Fitness May Affect Risk of Lung, Colorectal Cancer and Likelihood of Survival after Diagnosis


In a recent study, adults who were the most fit had the lowest risk of developing lung and colorectal cancer. Also, among individuals who developed lung or colorectal cancer, those who had high fitness levels before their cancer diagnosis were less likely to die compared with those who had low fitness levels. The findings are published early online in CANCER, a peer-reviewed journal of the American Cancer Society.

There is limited data on the relationship between cardiorespiratory fitness and lung and colorectal cancer risk and mortality. To investigate, Catherine Handy Marshall, MD, MPH, of Johns Hopkins School of Medicine, and her colleagues studied 49,143 adults who underwent exercise stress testing from 1991–2009 and were followed for a median of 7.7 years. The study represents the largest of its kind, as well as the first of its kind to involve women and a large percentage of non-white individuals. Those in the highest fitness category had a 77 percent decreased risk of developing lung cancer and a 61 percent decreased risk of developing colorectal cancer. Among individuals who developed lung cancer, those with the highest fitness had a 44 percent decreased risk of dying during follow-up, and among adults who developed colorectal cancer, those with the highest fitness had an 89 percent decreased risk.

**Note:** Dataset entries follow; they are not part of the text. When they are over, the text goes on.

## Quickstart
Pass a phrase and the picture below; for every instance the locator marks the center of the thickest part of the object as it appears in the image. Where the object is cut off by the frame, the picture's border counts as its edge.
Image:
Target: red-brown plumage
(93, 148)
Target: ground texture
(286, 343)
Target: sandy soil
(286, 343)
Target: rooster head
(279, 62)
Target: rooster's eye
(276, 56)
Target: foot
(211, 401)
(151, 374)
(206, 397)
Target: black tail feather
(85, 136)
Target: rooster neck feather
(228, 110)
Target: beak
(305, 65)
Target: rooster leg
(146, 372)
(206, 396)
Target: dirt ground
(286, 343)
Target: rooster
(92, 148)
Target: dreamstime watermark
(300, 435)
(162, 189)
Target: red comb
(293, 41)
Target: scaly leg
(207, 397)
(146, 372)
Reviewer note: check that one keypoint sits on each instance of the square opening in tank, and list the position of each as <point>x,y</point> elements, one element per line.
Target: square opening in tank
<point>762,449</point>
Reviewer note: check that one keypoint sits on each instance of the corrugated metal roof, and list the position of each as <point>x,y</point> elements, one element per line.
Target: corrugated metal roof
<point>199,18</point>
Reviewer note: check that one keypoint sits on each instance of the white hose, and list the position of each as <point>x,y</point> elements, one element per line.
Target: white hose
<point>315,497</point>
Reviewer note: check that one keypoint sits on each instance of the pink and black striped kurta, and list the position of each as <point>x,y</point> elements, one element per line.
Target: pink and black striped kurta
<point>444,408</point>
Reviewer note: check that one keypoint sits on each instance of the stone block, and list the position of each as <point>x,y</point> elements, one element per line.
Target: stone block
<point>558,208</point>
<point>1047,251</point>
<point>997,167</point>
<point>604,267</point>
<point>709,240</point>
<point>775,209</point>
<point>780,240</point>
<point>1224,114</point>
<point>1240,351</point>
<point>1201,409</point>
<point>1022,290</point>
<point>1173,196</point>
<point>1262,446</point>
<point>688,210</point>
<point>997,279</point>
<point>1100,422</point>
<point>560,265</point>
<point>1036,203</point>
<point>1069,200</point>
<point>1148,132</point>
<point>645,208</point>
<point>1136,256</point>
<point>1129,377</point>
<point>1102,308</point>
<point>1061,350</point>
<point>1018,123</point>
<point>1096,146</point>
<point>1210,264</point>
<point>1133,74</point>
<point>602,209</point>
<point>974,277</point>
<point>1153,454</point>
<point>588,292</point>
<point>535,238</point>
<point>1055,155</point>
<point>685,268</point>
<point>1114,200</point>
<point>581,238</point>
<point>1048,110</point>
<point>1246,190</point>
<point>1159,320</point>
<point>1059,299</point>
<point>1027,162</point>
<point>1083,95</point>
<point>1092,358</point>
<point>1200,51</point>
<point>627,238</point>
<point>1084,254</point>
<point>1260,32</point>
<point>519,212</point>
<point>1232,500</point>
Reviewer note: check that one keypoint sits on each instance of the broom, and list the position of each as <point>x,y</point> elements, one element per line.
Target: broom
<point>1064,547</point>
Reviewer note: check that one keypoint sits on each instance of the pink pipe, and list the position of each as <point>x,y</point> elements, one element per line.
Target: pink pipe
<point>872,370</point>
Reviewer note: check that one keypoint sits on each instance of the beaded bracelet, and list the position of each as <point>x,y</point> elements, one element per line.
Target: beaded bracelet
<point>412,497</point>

Additional studies are needed to expand on these results and to determine if improving fitness can influence risk and mortality rates of cancer.

 
Full Citation:
Cardiorespiratory Fitness and Incident Lung and Colon Cancer in Men and Women: Results from the Henry Ford Exercise Testing (FIT) Cancer Cohort.” Catherine Handy Marshall, Mouaz H. Al-Mallah, Zeina Dardari, Clinton A. Brawner, Lois E. Lamerato, Steven J. Keteyian, Jonathan K. Ehrman, Kala Visvanathan, and Michael J. Blaha. CANCER; Published Online: May 6, 2019 (DOI: 10.1002/cncr.32085).